I've posted about this before, but I know someone whose coworkers actually tried to defend themselves with "not leaking memory wasn't in the requirements," in a meeting with several managers, the subject of which was the memory leak.
I don't know whether its true but there's an old story of engineers a few decades ago working on the guidance system for a missile.
The programmers didn't bother to free() any of their memory - instead they just calculated the maximum amount of RAM their program could consume while the rocket was in the air, doubled it, then installed that much ram in the rockets.
Am I the only one who is terrified by reading an "amusing story" about "on-board software for a missile"? The amusement sort of requires us to completely ignore the individuals being blown to pieces.
That's normal, as the rockets don't run an OS, run a specific , very explicitly defined, embedded program, with known states.
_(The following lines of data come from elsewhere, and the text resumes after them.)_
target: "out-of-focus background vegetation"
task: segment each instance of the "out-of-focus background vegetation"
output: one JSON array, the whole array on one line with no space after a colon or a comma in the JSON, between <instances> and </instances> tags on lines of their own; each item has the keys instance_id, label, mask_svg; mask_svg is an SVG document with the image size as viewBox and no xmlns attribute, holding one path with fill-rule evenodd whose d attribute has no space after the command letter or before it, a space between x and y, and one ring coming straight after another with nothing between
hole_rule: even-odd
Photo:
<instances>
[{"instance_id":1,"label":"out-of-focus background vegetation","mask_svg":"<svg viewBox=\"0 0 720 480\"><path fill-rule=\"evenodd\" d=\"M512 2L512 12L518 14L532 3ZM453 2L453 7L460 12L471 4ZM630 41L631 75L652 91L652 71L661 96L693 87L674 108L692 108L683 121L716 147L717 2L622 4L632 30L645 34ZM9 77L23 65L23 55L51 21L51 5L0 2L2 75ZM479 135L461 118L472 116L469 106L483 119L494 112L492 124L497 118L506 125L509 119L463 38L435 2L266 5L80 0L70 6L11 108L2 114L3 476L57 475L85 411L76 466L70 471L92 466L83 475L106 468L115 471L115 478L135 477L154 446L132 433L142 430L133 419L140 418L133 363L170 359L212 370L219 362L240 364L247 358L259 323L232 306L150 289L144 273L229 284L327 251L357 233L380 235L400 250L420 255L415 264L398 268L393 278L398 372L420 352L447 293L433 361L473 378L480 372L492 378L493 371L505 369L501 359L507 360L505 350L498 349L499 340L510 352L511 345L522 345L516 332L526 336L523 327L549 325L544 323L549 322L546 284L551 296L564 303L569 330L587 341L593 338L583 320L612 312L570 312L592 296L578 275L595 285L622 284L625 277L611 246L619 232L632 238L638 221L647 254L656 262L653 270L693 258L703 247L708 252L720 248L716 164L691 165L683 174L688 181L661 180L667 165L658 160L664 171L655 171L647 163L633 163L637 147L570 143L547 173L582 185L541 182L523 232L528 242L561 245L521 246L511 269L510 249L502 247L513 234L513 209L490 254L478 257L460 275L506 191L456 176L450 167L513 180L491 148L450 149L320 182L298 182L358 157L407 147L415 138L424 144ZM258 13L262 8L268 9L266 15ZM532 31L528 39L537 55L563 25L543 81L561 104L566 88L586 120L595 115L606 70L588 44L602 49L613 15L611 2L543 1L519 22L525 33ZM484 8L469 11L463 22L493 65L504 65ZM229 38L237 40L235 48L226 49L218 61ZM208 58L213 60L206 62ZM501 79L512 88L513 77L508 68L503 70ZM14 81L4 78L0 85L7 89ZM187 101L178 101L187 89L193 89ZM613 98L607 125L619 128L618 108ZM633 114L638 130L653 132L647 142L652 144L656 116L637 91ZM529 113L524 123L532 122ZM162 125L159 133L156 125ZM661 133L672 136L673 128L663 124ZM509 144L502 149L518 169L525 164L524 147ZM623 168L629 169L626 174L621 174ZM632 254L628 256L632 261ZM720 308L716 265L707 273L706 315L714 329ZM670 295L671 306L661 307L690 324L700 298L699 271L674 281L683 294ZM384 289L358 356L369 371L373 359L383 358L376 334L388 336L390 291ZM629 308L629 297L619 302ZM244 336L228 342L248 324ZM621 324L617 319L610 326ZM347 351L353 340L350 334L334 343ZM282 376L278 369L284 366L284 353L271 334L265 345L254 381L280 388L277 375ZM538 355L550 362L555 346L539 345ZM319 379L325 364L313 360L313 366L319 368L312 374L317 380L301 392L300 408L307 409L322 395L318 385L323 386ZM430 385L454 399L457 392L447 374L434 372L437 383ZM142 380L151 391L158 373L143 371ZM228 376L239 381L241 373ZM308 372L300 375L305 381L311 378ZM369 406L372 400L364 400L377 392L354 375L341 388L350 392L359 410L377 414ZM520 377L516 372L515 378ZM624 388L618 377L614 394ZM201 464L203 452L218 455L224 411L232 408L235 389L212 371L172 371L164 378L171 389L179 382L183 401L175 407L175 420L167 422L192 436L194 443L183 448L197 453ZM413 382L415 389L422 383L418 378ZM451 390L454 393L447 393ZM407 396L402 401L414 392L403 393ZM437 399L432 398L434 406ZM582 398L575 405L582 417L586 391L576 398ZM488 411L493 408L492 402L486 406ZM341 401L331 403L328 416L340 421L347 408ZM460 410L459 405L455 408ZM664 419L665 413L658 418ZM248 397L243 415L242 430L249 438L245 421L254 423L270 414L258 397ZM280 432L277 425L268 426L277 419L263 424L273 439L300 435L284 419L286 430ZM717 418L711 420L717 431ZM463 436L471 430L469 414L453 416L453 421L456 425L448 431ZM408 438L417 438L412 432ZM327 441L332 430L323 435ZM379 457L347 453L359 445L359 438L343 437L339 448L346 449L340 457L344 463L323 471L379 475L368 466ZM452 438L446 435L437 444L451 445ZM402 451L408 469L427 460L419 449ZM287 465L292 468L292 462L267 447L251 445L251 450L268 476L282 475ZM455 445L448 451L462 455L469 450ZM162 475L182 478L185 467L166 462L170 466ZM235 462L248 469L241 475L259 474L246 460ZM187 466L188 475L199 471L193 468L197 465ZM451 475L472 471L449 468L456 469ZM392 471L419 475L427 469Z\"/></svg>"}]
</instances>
It's not going to malloc randomly...
In fact, it's common in real time applications to pre-allocate everything you need at the start of the program or use static memory, and never allocate afterwards.
I think the ultimate fact here is that you have a specific runtime period. Once the missile has reached its destination, you have zero memory and the runtime disappears together with the missile.
When the European space agency designed the Ariane 4 rocket allocated 16 bits to some variable relating to its horizontal velocity. This variable was only used during the first minute of flight, and engineers computed that it could not possibly overflow given the launch profile Ariane 4 used. Because of this and limited processing power, engineers omitted an overflow check. This worked fine, and Ariane 4 would go on to launch succesfully 113/116 times (97%).
Ariane 5 used a different launch profile. The impossible was now possible and the 16 bit value overflowed. The inertial reference system failed, along with its backup (which was running the same code), causing the rocket to receive wrong data.
At the same time, having added big uppercase warnings in the Ariane 4 source code and architecture docs, might have prevented this.
So, important, in safety critical code, to assume that others might blindly copy paste in bad ways -- and then try to warn them, although you might not be there any longer
This sounds distressingly similar to the Therac-25 failures. A radiotherapy machine who's software was (blindly?) copy-pasted from a previous version of the system which had hardware interlocks to prevent unsafe configurations of the radiation emitter.
The new one did not have these interlocks, instead doing everything in software. The result of this was a few people being fatally irradiated when a certain race condition was triggered.
Eminently reasonable: dispensing with memory management (allocate/gc) for an embedded real-time missile guidance system. It may have even had static memory layout which likely further improves performance.
More common than you think and a good way to do it. In a hard-real time environment where you need strong guaranties provably overshooting is a sane strategy. Freeing is not free. Missiles are extreme because they never will be reused but you can do the same at the process level. You just give the process more than it will need during its lifetime and don't bother with memory management.
I agree -- and I'd venture to say that the sentiment could be alluding to the fact that mistakes and things overlooked in software development are inevitable.
Don't take this for defending him, but it's in the realm of possibilities ¯\_(ツ)_/¯
Well his point is this technically isn’t a bug because comparable performance to fs.readFile was never guaranteed as part of the API contract. I don’t think his statement implies we generally ought not to expect excellence nor that effort shouldn’t be spent on improving things.
I think his point is valid even if slightly tongue in cheek. Bugs are defined by the contract / specification not wishful thinking.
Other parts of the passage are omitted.